As far as I know, no one knows how many people ski at least two or more times every winter. The number depends on who needs to know.

All I can definitely say about statistics is that almost every ski resort in America is crowded on the weekends so there must be a lot of us out there. This must be construed as good because if the resorts weren’t making money, they wouldn’t be putting up ever-improving lifts, better grooming and snowmaking, etc. And I don’t want those improvements to stop.

Daily crowds of more than 20,000 skiers have been reported at Mammoth and some of the Colorado resorts.

Statistic gridlock could have been avoided if more ski resort developers had followed Averill Harriman, who invented Sun Valley, Idaho. His location criterion was that it had to be on a Union Pacific Railroad line somewhere. He didn’t care where.

So he hired a skier from Europe named Von Gottschalk. He added two more statistical criteria during the search for the perfect resort, the first ski resort built in America: the resort could not be above 6,000 feet because of potential cardiovascular and pulmonary problems; and second, the resort could not be built close to a big city because of potential weekend crowding.

He had all of this very good advice in 1935. So Harriman bought the Brass Ranch for 50cents an acre for his lodge and community.

All the locals thought that “old man Brass” had really put one over on them city slickers.

At the same time in the mid-‘30s, Dave McCoy was cobbling together parts for a rope tow. He had trouble getting a loan of $84 on his motorcycle to buy some of the parts. His ultimate resort has a base lodge and hotel located above 9,000 feet, but the closest big city is 350 miles away. I have no idea how many skiers make that 700-mile round trip every weekend but it is in the tens of thousands.

They get a lot of snow and after one blizzard in the mid-‘50s, it took them three days to find a tour bus and all the cars.

While I’m on snowfall statistics, in the winter of 1943 or ’44 at Mount Waterman, where I was skiing during a short break from the Navy, a big blizzard hit at about lunchtime. It is less than 50 airline miles from the Los Angeles city hall and that blizzard dropped 24 feet, not inches, of snow on the mountain in 24 hours. I barely got off in time to get back to the base.

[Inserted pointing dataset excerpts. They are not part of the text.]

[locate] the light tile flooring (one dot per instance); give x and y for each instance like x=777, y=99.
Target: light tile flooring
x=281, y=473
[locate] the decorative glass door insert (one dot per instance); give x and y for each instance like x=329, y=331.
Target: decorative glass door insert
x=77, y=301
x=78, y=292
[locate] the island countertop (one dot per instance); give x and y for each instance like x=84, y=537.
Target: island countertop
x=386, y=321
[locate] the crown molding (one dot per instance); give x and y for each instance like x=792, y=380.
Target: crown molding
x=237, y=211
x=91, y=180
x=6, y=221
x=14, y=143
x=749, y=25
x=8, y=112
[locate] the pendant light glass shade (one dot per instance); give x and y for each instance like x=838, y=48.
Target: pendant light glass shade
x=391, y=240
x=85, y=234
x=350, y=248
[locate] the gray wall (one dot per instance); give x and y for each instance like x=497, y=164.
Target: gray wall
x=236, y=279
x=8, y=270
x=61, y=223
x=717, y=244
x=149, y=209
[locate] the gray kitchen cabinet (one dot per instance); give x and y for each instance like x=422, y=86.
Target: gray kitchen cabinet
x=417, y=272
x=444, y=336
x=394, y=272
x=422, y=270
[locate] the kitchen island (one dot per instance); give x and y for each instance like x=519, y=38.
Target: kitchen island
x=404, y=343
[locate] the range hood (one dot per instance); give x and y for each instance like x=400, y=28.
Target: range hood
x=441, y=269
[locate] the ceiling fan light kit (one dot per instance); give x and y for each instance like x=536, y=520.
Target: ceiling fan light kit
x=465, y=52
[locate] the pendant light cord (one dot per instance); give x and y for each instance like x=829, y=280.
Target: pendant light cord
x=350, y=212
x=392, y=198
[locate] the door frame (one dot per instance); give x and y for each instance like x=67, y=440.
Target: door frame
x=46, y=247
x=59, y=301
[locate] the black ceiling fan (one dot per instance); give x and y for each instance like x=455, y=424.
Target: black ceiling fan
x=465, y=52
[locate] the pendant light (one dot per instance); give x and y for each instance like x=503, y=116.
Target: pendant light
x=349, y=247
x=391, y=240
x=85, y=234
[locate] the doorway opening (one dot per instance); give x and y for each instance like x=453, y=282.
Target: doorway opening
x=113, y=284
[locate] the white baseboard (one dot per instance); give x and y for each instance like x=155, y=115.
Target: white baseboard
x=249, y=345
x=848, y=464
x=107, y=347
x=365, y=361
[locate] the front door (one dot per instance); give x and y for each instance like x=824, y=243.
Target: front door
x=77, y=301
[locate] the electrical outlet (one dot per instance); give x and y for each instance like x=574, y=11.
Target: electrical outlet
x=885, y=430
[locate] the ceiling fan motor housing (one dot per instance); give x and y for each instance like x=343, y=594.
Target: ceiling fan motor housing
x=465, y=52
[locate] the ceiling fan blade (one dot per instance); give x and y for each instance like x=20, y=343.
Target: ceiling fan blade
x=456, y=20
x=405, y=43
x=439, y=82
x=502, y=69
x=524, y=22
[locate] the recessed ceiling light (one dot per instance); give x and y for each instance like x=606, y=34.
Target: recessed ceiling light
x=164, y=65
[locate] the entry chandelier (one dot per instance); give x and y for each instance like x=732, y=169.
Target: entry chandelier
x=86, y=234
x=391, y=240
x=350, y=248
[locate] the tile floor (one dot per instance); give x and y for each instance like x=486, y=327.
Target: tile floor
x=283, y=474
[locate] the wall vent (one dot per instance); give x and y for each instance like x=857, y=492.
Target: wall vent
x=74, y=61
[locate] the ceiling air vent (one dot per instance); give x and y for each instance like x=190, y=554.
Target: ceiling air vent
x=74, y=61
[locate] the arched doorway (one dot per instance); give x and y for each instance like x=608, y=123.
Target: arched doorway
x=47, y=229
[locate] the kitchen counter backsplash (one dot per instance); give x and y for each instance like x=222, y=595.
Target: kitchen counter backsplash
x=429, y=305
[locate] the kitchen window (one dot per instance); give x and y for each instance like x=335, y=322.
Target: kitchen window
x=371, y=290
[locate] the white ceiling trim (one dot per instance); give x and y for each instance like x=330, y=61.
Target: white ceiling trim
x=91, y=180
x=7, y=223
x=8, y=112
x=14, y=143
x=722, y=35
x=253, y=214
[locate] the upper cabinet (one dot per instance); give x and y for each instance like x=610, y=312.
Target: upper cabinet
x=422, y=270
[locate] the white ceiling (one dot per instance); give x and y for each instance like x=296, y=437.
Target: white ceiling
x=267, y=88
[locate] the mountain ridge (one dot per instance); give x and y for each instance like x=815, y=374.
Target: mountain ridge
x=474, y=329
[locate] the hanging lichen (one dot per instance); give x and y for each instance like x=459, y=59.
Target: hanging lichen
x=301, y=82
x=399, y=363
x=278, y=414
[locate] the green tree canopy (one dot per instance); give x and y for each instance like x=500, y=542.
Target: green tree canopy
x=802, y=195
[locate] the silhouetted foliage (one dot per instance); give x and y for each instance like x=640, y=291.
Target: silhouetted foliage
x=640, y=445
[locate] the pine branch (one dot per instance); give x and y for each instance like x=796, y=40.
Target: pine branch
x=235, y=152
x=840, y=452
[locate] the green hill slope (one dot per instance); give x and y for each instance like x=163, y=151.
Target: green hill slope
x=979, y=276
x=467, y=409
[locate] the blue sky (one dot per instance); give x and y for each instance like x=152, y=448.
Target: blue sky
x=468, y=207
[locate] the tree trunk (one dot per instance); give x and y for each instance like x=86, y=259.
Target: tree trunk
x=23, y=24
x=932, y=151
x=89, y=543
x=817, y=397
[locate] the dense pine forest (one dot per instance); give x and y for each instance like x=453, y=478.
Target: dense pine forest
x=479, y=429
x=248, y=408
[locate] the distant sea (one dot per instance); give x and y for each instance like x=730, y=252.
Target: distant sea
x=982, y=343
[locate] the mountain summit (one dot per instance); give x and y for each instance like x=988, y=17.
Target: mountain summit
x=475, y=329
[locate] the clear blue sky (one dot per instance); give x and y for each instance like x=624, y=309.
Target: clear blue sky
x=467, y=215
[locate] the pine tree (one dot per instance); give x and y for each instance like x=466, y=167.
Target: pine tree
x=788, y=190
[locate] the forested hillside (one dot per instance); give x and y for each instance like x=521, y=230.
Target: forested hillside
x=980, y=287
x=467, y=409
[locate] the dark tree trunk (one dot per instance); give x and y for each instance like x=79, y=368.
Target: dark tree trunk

Half a dozen cars didn’t leave in time and it would be April before they were dug out. The heavy, wet snow crushed the tops of the cars right down to the back of the driver’s seat and all four tires had exploded from the weight of the snow.

But the all-time greatest statistic that I know about for snowfall is at a ski resort was at Mount Baker, in the North Cascades of Washington. Several years ago, it snowed 99 feet in one winter … feet!

Just imagine what that much snow would to do your ski resort besides make it impossible to operate. Where would you put all the snow? In late April, the snow banks around the parking lots were still over 60 feet high.

Statistically speaking, one person out of 93 will get seriously injured while skiing. They will break an ankle, tear the cartilage in a knee, a wrist or an arm, or dislocate a shoulder. But even 99.9 percent of the injured return to the sport as soon as the doctor, wife, or husband says it’s OK to go again.

In my case, I’ve torn the rotator cuff in each shoulder as well as crushed the T-4 disc in my back, but I’ve been at it since 1937 and I have at least another 15 years left in my tired, old body to chase freedom on the side of a hill.

And there is no statistic on freedom because freedom is man’s basic instinct.